The illustrious Sultan Al-Ashraf Qaitbey ruled over Egypt and the surrounding lands for 28 years before he died aged over eighty. He built his masterpiece mosque and tomb in 1472-1474
Crenellations’ originated as simple battlements on defensive walls, but in the Mamluk buildings of Cairo they became decorative ornaments so stunning that they’re referred to as ’brides of the sky' in Arabic, thus evoking the tension between earth and sky, function and design. The crenellations adorning the buildings of Sultan Qaitbey are of particularly fine design and craftsmanship.
The fleur-de-lis motif decorated numerous objects, buildings, and coats of arms throughout Europe in the Middle Ages. The highly stylised lily flower was especially associated with the rulers of France, but it was also often used as a heraldic symbol or decorative ornament in Mamluk Egypt. In the photograph above, intricately interlacing fleurs-de-lis masterfully carved in stone of different hues grace the hood over the portal leading to the madrasa of Sultan Qaitbey.
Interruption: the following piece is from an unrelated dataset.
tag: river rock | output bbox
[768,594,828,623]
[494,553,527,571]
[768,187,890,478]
Geometric patterns are ever-present in Islamic art, from those carved in stone on grand buildings to all kinds of objects in various materials. In Qaitbey’s time, stonemasons achieved astonishing sophistication and mastery. Their works are, however, more than mere eye-pleasing ornaments. The inner logic of their structures is full of symbolic meaning and invites one to reflect on how simplicity relates to complexity, and the visible to the invisible.
Knotted mouldings, with parallel profiles intertwining at intervals with circles resembling the Arabic letter mim, can be found on all of Qaitbey’s buildings. The Mamluk architects ingeniously used them to group and highlight various architectural elements. The photograph shows them lining an internal arch in the madrasa of Sultan Qaitbey and framing its support structure.
Mamluk architects did not apply decoration to their arches. Instead, the stones themselves were shaped into the most exquisite ornamental patterns. This mastery of craftsmanship enabled the perfect fit of joggled voussoirs, the term for the structural stones cut into elaborate shapes that were assembled in alternating colours and form a hallmark of Mamluk architecture. Those in the photograph can be found on a façade within Qaitbey’s complex, around the corner from the workshop where the same attention to detail is applied to the making of all MISHKĀ products.
Whether adorning sumptuous doors in grand portals or attached to simple kuttubiya compartments for books, Mamluk metalwork has always been of outstanding quality. It could turn an everyday object like a door knocker into a work of art. This is the approach MISHKĀ embraces, for example with the Door Knocker Earrings that were inspired by the detailed metalwork found throughout Sultan Qaitbey’s complex.
Calligraphic inscription bands are a major decorative feature in Mamluk buildings. The walls speak to us through these inscriptions with carefully chosen verses of the Qur’an, with religious invocations, with praises for the people who ordered the building to be constructed, and sometimes with poetry. The inscription on this MISHKĀ bracelet reads: Our Master the Sultan, the King, al-Ashraf Qaitbey, Let His Victory be Glorious. These words once adorned the minbar, or pulpit, in the Sultan’s madrasa.